A Path Towards Clinical Adaptation of Accelerated MRI
This work addresses practical challenges for deploying accelerated MRI in clinical settings, but it is incremental as it builds on existing deep learning methods.
The authors tackled the problem of making accelerated MRI reconstruction more clinically relevant by addressing issues like artifact detection, variable acceleration factors, multi-anatomy learning, and limited data. They achieved a 79.1% F2 score for artifact detection and up to a 2% performance improvement in clinical scans.
Accelerated MRI reconstructs images of clinical anatomies from sparsely sampled signal data to reduce patient scan times. While recent works have leveraged deep learning to accomplish this task, such approaches have often only been explored in simulated environments where there is no signal corruption or resource limitations. In this work, we explore augmentations to neural network MRI image reconstructors to enhance their clinical relevancy.

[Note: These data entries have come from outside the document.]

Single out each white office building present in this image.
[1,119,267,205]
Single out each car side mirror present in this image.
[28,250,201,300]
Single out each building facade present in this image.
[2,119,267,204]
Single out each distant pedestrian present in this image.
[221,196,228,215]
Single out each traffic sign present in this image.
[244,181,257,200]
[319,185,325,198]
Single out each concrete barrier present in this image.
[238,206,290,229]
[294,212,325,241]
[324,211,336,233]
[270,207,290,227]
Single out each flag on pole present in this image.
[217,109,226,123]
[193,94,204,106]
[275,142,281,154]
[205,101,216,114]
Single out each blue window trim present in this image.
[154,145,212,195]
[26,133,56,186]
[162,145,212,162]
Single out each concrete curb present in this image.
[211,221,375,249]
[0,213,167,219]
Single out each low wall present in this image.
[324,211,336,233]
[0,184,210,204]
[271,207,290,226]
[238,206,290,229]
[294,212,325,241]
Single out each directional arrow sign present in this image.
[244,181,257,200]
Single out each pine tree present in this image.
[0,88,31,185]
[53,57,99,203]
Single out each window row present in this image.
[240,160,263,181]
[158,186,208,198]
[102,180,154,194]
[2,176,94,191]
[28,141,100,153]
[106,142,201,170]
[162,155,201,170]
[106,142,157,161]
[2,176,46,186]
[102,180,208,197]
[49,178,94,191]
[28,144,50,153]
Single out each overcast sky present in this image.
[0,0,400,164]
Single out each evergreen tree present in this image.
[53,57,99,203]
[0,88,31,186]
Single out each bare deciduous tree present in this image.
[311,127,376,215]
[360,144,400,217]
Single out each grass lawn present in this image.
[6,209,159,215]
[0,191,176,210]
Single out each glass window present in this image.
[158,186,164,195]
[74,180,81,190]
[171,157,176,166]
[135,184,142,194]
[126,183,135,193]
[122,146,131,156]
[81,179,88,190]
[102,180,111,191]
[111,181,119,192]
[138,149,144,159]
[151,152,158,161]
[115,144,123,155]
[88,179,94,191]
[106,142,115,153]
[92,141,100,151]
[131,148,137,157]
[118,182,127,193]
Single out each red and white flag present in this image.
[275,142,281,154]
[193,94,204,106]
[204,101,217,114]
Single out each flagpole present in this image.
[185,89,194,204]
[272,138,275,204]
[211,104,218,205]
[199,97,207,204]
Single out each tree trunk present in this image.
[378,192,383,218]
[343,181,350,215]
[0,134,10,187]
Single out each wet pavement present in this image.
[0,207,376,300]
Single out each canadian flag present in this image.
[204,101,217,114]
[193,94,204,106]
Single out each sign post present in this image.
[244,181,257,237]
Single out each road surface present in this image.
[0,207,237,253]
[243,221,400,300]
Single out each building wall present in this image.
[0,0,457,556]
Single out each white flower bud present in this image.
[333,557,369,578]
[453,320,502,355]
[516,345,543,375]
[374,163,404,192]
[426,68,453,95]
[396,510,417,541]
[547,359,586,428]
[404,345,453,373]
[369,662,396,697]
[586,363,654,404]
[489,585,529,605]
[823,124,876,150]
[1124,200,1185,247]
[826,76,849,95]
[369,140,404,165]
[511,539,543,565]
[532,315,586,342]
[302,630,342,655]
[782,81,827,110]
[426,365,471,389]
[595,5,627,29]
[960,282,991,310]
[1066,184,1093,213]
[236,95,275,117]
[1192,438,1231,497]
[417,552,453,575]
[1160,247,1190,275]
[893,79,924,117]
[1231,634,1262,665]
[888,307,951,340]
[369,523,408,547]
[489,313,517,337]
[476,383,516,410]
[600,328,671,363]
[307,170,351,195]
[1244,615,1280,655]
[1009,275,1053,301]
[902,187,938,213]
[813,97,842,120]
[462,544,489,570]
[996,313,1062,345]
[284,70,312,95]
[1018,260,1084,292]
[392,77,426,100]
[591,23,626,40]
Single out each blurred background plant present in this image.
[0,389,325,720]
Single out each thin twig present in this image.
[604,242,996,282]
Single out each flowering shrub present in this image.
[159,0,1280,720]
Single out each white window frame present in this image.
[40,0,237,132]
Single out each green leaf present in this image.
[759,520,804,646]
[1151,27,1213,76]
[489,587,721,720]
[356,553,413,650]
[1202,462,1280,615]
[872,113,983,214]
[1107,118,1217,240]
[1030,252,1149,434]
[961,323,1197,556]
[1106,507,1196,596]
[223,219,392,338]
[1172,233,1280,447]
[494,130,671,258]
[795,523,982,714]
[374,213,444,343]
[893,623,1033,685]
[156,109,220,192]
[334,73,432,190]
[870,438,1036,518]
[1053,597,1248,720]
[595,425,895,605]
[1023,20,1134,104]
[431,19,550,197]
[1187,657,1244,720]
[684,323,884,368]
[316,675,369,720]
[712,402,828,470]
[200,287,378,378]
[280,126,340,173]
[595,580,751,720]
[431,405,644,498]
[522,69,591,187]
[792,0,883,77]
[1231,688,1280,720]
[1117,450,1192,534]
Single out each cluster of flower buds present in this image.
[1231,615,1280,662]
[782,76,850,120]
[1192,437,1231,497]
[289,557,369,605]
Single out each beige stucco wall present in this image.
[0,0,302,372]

Namely, we propose a ConvNet model for detecting sources of image artifacts that achieves a classifier $F_2$ score of 79.1%. We also demonstrate that training reconstructors on MR signal data with variable acceleration factors can improve their average performance during a clinical patient scan by up to 2%. We offer a loss function to overcome catastrophic forgetting when models learn to reconstruct MR images of multiple anatomies and orientations. Finally, we propose a method for using simulated phantom data to pre-train reconstructors in situations with limited clinically acquired datasets and compute capabilities. Our results provide a potential path forward for clinical adaptation of accelerated MRI.